Open Source Today (2024-09-20): Alibaba Unveils Ovis 1.6 – A New Multimodal Language Model
Explore the latest AI projects: Alibaba Ovis 1.6, CogVideoX, GRIN-MoE, Void code editor, and EzAudio, driving innovation in multimodal models and efficiency.
Here are some interesting AI open-source models and frameworks I wanted to share today:
Project: Alibaba International Ovis 1.6
Ovis (Open VISion) is a new multimodal large language model (MLLM) designed to align visual and text embeddings in a structured way.
This project improves the model's performance by using high-resolution images and optimized training data.
Ovis 1.6 introduces a visual tokenizer, visual embedding table, and large language model architecture. It uses a learnable visual embedding table to convert continuous visual features into structured visual tokens. These visual tokens are processed together with text tokens for multimodal tasks.
https://github.com/AIDC-AI/Ovis
Project: CogVideoX-5B-I2V
Zhipu released the CogVideoX series model CogVideoX-5B-I2V, along with its annotation model cogvlm2-llama3-caption.
The team developed an efficient 3D variational autoencoder (3D VAE), which compresses the original video space by 98%, greatly reducing training costs and difficulty for video diffusion models.
The training loss includes L2 loss, LPIPS perceptual loss, and GAN loss from a 3D discriminator. You can input “one image” plus a “prompt” to generate a video. CogVideoX now supports text-to-video, video extension, and image-to-video tasks.
https://github.com/THUDM/CogVideo
Project: GRIN-MoE
😁
GRIN-MoE is an efficient sparse expert model with 6.6 billion activated parameters, excelling in code and math tasks.
It uses SparseMixer-v2 to estimate gradients related to expert routing, instead of traditional MoE training where expert gating proxies gradient estimation.
GRIN-MoE works without expert parallelism or token dropping during training. It’s designed for memory/compute-constrained environments and low-latency scenarios, aiming to speed up language and multimodal model research.

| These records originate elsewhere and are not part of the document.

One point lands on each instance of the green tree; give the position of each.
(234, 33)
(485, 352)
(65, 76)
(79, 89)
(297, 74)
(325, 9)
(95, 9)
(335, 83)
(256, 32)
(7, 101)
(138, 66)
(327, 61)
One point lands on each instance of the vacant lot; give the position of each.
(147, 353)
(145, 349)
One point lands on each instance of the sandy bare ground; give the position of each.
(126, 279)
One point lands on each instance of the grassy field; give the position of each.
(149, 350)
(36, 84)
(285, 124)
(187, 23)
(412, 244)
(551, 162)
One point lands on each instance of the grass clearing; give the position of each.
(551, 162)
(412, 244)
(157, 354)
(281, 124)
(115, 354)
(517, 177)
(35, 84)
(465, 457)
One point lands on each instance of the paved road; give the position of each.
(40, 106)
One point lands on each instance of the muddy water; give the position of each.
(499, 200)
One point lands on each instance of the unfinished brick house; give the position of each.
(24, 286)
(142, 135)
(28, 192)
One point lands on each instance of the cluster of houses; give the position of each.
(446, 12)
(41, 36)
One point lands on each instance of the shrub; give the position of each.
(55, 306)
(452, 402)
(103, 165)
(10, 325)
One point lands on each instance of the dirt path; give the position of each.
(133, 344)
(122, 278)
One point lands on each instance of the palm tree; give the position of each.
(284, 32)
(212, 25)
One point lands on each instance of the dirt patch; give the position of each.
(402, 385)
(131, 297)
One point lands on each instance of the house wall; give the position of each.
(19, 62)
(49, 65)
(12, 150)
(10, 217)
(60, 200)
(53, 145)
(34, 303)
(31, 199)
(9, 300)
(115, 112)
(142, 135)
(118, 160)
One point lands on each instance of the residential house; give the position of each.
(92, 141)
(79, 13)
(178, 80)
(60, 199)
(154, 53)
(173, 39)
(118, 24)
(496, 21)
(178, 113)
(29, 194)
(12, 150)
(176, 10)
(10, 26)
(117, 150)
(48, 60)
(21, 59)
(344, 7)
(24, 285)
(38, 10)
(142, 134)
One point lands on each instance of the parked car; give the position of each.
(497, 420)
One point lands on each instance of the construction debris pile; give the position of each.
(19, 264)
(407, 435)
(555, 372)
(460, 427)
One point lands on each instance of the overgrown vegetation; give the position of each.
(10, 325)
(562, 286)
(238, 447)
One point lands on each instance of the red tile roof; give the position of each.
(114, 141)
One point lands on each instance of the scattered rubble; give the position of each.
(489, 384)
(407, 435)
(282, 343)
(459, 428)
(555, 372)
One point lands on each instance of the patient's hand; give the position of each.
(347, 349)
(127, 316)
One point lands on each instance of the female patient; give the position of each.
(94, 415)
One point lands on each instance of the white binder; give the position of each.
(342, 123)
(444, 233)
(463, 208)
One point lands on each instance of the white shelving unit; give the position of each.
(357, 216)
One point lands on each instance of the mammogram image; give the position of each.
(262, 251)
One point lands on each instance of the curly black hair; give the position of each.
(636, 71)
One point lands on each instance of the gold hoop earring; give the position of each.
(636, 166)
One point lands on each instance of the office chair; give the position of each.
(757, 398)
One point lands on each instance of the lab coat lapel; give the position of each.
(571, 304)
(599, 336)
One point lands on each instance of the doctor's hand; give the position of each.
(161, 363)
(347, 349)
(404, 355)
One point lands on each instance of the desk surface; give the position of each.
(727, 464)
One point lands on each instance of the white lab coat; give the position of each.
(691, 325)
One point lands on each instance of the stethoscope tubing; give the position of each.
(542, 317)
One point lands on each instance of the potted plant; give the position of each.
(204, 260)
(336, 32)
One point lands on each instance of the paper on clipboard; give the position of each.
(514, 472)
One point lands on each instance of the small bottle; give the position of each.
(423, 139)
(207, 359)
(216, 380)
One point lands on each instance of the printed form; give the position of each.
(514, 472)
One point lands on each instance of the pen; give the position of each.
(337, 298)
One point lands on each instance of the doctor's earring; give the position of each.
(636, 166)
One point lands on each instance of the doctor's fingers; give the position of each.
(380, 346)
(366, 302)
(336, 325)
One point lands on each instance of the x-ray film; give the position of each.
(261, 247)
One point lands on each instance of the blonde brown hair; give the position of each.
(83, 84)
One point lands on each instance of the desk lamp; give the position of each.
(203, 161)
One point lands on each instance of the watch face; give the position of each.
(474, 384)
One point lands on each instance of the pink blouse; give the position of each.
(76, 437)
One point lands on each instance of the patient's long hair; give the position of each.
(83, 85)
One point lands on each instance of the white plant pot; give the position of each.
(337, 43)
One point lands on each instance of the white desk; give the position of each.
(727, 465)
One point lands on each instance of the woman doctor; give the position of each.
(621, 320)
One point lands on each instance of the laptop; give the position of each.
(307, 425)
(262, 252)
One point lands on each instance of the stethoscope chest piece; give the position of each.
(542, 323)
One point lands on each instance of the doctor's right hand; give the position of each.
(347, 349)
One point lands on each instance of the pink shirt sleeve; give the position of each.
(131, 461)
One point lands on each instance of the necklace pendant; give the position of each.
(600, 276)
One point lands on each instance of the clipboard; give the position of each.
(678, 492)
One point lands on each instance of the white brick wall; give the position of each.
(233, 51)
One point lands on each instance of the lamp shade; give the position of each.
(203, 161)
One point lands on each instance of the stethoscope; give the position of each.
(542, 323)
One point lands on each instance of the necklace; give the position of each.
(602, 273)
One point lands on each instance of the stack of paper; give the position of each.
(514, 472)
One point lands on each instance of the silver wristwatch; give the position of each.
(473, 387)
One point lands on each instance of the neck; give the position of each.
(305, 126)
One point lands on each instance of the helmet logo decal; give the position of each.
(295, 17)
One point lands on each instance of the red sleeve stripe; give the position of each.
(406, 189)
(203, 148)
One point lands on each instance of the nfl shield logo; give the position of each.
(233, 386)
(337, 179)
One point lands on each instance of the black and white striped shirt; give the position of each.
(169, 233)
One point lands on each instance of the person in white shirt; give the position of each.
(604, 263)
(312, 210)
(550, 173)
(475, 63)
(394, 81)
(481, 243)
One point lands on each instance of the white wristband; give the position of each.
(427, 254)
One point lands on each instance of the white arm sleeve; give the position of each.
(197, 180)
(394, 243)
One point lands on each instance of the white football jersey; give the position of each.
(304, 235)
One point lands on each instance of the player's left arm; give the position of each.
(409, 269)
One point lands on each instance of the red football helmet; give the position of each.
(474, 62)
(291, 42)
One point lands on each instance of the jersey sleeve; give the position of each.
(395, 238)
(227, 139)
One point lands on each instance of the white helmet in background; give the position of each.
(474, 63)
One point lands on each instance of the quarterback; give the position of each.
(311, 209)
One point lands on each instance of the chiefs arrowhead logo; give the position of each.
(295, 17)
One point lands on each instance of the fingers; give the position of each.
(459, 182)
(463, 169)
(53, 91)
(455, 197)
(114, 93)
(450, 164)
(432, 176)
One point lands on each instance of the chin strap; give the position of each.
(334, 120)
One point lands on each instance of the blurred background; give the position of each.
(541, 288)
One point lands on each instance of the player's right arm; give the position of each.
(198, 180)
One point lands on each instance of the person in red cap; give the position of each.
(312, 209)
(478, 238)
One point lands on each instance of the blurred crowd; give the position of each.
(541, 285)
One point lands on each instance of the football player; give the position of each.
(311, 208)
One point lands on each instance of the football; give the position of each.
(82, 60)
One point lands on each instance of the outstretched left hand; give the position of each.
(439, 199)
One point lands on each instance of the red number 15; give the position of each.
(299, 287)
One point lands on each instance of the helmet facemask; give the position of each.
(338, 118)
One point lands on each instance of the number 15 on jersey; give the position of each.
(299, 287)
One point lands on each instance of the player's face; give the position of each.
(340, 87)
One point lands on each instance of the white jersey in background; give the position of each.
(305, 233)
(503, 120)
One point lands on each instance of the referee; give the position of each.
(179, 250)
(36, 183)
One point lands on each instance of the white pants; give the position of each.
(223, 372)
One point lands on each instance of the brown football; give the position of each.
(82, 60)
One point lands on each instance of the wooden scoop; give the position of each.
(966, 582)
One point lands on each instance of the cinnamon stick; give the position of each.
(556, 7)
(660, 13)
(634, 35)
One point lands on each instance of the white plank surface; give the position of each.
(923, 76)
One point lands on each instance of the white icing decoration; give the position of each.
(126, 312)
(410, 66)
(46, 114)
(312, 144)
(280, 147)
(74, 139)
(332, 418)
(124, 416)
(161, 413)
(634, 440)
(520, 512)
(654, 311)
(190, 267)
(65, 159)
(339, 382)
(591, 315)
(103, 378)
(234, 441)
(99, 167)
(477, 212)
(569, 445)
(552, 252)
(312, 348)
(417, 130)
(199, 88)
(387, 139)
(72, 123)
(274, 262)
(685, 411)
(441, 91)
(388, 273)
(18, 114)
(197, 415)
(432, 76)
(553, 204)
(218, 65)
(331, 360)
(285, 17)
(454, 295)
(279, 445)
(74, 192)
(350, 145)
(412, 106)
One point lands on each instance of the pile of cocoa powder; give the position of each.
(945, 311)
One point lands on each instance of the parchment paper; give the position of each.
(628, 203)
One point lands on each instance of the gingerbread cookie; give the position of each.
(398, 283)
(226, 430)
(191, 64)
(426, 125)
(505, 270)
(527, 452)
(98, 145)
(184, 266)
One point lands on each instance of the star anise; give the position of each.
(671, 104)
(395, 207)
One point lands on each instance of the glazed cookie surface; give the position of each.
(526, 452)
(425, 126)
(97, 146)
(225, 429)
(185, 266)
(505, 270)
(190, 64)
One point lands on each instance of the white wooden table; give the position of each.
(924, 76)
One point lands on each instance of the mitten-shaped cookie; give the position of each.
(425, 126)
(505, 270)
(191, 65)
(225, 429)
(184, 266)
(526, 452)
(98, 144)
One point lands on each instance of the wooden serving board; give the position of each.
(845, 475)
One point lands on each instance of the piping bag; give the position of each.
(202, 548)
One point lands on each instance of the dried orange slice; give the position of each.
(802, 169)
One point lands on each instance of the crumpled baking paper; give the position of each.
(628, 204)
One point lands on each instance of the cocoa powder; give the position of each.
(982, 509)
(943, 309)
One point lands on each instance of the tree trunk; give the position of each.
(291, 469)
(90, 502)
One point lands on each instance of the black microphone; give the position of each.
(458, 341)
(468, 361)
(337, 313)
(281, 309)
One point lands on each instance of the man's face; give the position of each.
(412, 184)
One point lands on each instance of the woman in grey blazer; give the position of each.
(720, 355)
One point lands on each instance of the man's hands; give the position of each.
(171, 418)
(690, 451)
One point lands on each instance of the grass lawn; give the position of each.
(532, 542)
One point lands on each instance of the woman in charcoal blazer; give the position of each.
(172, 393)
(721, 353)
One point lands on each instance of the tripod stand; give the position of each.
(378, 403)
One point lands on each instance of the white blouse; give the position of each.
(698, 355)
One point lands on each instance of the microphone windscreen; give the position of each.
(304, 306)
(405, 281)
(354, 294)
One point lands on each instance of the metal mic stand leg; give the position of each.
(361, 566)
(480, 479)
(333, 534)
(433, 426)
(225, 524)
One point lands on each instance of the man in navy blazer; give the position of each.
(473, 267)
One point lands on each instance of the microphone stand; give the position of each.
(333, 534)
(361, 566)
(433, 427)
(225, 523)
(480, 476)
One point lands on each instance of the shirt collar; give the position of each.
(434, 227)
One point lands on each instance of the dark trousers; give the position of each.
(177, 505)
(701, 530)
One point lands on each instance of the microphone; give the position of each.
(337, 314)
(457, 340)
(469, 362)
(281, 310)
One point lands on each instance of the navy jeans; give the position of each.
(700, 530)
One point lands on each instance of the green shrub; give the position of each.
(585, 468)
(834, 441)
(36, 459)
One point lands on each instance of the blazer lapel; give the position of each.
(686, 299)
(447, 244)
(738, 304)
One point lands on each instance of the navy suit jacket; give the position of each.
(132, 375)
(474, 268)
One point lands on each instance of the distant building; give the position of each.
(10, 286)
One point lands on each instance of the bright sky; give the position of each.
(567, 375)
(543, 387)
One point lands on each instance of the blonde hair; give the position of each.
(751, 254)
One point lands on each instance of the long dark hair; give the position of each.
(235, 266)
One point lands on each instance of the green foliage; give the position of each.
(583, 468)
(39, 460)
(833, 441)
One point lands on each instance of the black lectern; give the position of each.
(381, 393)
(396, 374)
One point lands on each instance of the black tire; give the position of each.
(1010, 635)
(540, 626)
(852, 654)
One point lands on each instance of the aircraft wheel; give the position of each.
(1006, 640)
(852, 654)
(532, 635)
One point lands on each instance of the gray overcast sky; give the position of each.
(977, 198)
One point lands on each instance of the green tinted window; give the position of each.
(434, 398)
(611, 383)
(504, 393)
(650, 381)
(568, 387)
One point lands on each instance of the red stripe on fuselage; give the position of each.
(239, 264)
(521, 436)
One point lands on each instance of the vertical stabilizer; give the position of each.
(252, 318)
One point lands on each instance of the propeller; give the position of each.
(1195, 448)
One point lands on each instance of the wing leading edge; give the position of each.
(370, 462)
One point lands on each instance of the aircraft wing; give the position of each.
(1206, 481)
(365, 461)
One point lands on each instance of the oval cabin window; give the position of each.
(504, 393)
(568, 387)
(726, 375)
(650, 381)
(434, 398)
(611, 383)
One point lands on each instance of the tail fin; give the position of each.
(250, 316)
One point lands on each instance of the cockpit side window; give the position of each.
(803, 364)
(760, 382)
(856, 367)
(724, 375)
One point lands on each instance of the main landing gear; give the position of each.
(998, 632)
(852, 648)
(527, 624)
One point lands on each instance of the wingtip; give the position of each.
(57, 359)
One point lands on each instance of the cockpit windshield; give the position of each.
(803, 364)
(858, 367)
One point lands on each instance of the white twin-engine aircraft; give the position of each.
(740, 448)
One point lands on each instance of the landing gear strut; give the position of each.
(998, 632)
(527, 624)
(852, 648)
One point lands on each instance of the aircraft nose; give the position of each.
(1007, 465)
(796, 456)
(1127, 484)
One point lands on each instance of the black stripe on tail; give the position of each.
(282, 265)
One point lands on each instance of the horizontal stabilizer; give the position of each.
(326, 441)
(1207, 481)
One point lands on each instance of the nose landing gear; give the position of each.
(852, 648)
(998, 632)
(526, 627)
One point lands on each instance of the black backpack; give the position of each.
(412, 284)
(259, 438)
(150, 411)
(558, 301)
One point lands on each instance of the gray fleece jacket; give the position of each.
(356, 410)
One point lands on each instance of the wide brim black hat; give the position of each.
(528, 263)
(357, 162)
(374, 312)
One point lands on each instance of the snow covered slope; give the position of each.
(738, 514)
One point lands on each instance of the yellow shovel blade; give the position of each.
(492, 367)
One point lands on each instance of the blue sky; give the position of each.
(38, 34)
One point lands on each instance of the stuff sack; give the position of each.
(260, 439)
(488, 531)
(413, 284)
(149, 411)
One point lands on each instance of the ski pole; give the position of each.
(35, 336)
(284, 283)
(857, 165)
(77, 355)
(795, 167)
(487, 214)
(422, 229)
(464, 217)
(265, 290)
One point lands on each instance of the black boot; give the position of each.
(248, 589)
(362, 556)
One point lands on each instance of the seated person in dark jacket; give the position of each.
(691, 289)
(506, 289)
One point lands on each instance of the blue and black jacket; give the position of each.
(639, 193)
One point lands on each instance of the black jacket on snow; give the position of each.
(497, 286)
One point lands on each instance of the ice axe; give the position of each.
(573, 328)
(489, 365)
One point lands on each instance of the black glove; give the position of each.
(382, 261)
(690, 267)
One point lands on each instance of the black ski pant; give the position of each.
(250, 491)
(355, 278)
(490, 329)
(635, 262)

https://github.com/microsoft/GRIN-MoE
Project: Void
Void is an open-source code editor project, a fork of VSCode.
It aims to provide developers with a powerful coding environment, integrated with OpenAI features like ChatGPT and Copilot.
Void offers a wide range of extensions and plugins to help developers increase coding efficiency.
https://github.com/voideditor/void
Project: EzAudio
EzAudio is an advanced text-to-audio model based on diffusion. It aims to create high-quality audio for real-world applications while reducing computing demands.
EzAudio combines efficient diffusion transformers to generate audio faster while keeping high sound quality.